Su 156.930 campioni di PCR associati al database vaccinale analizzati entro 10 giorni dallo sviluppo dei sintomi più comuni della malattia da COVID-19, 44.590 (28,4%) sono risultati positivi mentre 112.340 (71,6%) sono risultati negativi. In Tabella 1 sono schematizzati i dati di copertura vaccinale (casi e controlli negativi) stratificati per tipologia di vaccino e fascia di età. Si noti che il vaccino BNT162b2 (Pfizer) presenta un valore tempo - individuo maggiore poiché consta di dati raccolti in un intervallo di più ampio, il che rende i dati analizzati senza dubbio più completi, visto l’arco temporale considerato.




Le Figure 1a-b mostrano il numero dei casi e dei controlli stratificati per intervalli di giorni e suddivisi graficamente per prima e seconda somministrazione (Pfizer) e solo prima somministrazione (AstraZeneca).

Al netto dei risultati di seguito evidenziati, vi è da tener conto di tali limitazioni:

il numero di individui testati a 42 giorni dalla prima somministrazione BNT162b2 è oltremodo esiguo;

il numero di individui testati a 28 giorni dalla somministrazione ChAdOx1 è molto basso;

è stato riscontrato un consistente incremento dei test (controlli/casi) nel periodo immediatamente successivo all’inoculazione di ChAdOx1 e ciò ha potuto influire sulla stima dei dati di efficacia.







A pochi giorni dall’inizio della vaccinazione sostenuta con BNT162b2, prima che la risposta immunitaria possa esser stata elicitata in maniera completa ed efficiente, gli individui hanno mostrato una maggiore probabilità di risultare positivi alla malattia probabilmente poiché le prime fasi vaccinali hanno coinvolto soggetti più fragili e, dunque, a più alto rischio di malattia.
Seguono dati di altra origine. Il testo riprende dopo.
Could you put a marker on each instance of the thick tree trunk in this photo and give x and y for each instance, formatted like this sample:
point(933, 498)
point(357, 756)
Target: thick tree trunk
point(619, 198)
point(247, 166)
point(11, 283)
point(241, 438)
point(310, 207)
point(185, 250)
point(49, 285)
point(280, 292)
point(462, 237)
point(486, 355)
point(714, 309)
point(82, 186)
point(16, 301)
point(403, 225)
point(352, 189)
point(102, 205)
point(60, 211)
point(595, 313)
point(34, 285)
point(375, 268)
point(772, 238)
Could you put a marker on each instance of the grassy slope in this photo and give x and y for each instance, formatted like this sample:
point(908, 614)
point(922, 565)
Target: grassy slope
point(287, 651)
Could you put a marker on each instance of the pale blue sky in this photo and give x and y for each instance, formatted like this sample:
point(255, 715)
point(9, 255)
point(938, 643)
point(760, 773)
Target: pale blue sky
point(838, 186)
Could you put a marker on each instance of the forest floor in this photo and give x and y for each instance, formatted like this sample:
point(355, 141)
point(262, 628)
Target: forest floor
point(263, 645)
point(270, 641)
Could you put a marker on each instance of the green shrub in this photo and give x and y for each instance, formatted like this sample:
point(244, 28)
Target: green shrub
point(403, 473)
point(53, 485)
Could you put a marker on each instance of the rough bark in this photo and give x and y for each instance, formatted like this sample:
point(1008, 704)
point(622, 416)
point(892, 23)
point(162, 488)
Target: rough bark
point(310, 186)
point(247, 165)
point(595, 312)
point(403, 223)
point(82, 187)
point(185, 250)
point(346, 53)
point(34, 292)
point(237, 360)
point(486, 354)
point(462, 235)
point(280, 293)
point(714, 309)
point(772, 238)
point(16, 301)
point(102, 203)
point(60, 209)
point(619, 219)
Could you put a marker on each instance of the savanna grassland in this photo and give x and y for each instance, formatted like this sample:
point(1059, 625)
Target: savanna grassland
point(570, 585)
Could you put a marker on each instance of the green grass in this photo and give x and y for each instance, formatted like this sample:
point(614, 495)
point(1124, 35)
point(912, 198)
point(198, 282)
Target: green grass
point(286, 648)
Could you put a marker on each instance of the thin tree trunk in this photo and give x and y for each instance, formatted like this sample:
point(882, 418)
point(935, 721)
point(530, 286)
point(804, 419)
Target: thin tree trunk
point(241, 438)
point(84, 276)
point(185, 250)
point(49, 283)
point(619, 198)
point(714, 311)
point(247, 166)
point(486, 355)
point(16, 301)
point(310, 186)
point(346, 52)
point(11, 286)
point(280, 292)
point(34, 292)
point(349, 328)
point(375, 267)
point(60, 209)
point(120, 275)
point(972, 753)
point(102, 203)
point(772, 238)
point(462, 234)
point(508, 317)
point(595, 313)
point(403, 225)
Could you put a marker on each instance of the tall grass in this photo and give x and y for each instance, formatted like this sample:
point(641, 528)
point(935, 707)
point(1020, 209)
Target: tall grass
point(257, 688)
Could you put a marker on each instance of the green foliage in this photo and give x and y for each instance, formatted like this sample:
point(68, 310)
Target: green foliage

Le odds ratio (OR) hanno quindi iniziato a ridursi a 14 giorni dalla vaccinazione, raggiungendo il valore di 0,50 (95% CI 0,42-0,59) nel periodo di 28-34 giorni, per poi stabilizzarsi.

In Tabella 2 e Figura 2 sono tabulati i dati riferiti alle vaccinazioni effettuate prima della data del 4 gennaio con il vaccino BNT162b2, unico disponibile nel mese di dicembre 2020, per un gruppo ristretto di persone (ultraottantenni).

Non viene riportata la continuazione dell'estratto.